About 15% of coal reserves (mainly brown) are associated with the deposits of the Cenozoic era. Significant reserves of brown coal of the Cenozoic era are concentrated in Europe (CCCP - Transcarpathia, Carpathians, Transnistria, Dnieper coal basin; East Germany, Germany, Romania, Bulgaria, Italy, Spain), in Asia (CCCP - South Urals, Caucasus, Lena coal basin, island Sakhalin, Kamchatka, etc.; Turkey - Anatolian lignite basin; Afghanistan, India, Nepal, countries of the Indochinese Peninsula, China, Korea, Japan, Indonesia), North America (Canada - Alberta and Saskatchewan basins; USA - Green River, Mississippi, Texas), in South America (Colombia - Antioquia basins, etc.; Bolivia, Argentina, Brazil - Alta Amazonas basins).

In Australia (Victoria), the coal-bearing Paleogene is characterized by coal accumulation unique for the entire globe - the total thickness of adjacent seams is 100-165 m, and at their confluence 310-340 m (Latrobe Valley basin).

Sedimentary strata of the Cenozoic also contain large deposits of oolitic iron ores (Kerch iron ore basin), manganese ores (Chiatursky deposit, Nikopol manganese ore basin), rock and potassium salts in the CCCP (Carpathian potassium-bearing basin), Italy (Sicily), France (Alsace), Romania , Iran, Israel, Jordan and other countries.

Large reserves of bauxites (Mediterranean bauxite-bearing province), phosphorites (Arabian-African phosphorite-bearing province), diatomites, and various non-metallic building materials are associated with the Cenozoic strata.

Page navigation:
  • Paleogene and Neogene periods
  • organic world
  • The structure of the earth's crust and paleogeography at the beginning of the era
  • Quaternary period
  • Quaternary glaciations
  • State Institution of Education "Gymnasium of Chechersk" Abstract Cenozoic era
  • Essay on the Cenozoic era.

    Geological history of the earth in the Cenozoic era

    Geological history of the earth in the Cenozoic era

    Cenozoic era is divided into three periods: Paleogene, Neogene and Quaternary.
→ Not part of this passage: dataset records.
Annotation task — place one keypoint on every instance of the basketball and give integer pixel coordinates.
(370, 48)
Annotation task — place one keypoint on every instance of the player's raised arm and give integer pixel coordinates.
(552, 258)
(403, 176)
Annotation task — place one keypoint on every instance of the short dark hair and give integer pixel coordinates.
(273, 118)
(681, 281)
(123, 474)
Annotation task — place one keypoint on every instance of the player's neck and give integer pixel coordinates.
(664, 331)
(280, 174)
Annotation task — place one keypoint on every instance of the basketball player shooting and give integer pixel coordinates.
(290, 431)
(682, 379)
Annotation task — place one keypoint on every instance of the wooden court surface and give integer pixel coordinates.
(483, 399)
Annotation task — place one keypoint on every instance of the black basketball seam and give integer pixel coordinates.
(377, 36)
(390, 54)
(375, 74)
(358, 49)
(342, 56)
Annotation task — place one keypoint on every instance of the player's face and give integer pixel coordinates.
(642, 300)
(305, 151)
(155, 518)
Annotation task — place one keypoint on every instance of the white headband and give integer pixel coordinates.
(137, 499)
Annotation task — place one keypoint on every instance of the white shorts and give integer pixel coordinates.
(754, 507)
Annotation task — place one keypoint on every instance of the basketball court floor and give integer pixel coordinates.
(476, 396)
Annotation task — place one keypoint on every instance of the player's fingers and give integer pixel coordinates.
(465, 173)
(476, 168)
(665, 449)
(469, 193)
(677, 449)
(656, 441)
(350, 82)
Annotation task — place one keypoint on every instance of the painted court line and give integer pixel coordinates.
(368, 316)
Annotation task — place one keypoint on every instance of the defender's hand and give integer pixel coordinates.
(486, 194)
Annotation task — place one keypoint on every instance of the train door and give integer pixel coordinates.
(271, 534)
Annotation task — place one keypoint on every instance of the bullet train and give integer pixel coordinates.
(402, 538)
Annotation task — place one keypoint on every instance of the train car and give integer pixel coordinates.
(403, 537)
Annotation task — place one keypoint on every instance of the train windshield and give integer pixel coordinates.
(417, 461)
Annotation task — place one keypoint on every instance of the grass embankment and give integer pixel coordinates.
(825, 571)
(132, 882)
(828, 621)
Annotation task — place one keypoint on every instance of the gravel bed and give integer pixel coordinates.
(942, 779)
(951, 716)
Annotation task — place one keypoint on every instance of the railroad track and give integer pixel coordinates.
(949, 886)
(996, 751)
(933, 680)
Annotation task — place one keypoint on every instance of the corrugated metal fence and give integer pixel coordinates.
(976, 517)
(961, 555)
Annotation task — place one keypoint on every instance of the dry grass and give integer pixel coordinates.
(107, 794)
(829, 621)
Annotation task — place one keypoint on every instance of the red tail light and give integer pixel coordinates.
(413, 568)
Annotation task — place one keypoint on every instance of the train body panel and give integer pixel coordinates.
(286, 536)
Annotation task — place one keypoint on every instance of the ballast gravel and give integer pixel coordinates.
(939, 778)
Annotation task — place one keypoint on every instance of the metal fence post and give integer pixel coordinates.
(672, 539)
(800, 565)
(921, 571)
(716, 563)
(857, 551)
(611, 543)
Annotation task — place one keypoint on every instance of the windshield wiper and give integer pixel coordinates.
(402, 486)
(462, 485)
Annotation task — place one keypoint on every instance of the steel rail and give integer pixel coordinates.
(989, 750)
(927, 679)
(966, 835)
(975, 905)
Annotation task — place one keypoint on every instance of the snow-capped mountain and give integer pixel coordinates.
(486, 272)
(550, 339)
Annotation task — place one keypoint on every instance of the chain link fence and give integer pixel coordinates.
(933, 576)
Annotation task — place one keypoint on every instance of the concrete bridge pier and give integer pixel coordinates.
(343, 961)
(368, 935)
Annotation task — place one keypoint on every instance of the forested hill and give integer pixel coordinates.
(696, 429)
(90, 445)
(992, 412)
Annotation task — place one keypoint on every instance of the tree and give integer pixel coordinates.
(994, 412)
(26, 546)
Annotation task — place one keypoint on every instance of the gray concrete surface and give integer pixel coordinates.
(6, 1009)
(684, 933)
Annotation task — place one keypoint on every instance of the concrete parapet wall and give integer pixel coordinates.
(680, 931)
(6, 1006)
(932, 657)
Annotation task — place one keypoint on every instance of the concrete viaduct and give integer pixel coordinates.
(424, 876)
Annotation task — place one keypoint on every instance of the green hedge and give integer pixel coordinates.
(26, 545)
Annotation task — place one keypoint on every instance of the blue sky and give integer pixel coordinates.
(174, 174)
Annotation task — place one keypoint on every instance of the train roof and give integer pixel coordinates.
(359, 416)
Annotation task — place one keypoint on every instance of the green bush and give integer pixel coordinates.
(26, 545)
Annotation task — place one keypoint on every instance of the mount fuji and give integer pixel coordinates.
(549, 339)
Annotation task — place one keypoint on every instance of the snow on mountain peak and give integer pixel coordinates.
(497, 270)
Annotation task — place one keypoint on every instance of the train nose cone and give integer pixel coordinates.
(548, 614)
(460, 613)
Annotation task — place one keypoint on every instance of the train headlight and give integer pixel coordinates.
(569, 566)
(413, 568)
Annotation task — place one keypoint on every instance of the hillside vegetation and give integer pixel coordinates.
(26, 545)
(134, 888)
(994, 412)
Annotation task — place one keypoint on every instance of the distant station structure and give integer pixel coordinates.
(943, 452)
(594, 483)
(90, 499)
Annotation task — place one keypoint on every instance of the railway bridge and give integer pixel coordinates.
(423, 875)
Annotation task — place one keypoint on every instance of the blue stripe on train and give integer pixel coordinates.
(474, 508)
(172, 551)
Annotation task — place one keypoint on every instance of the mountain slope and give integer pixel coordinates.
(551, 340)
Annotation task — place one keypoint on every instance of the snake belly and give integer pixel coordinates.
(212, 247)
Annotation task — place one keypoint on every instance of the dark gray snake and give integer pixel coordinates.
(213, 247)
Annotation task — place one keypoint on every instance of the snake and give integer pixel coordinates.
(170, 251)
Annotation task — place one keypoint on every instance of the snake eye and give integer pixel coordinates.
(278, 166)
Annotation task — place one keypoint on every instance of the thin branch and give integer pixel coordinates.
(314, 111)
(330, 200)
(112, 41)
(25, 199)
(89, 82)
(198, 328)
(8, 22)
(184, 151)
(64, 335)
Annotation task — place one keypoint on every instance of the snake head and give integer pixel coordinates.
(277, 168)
The geological history of the Quaternary period has distinctive features inherent only to it, therefore it is considered separately.

    Paleogene and Neogene periods

    For a long time, the Paleogene and Neogene periods were united under a single name - the Tertiary period.

    Starting from 1960 they are considered as separate periods. The deposits of these periods constitute the corresponding systems, which have their own names. Three divisions are distinguished within the Paleogene: Paleocene, Eocene and Oligocene; within the Neogene - two: Miocene and Pliocene. These departments correspond to epochs with the same names.

    organic world

    The organic world of the Paleogene and Neogene periods differs significantly from the Mesozoic.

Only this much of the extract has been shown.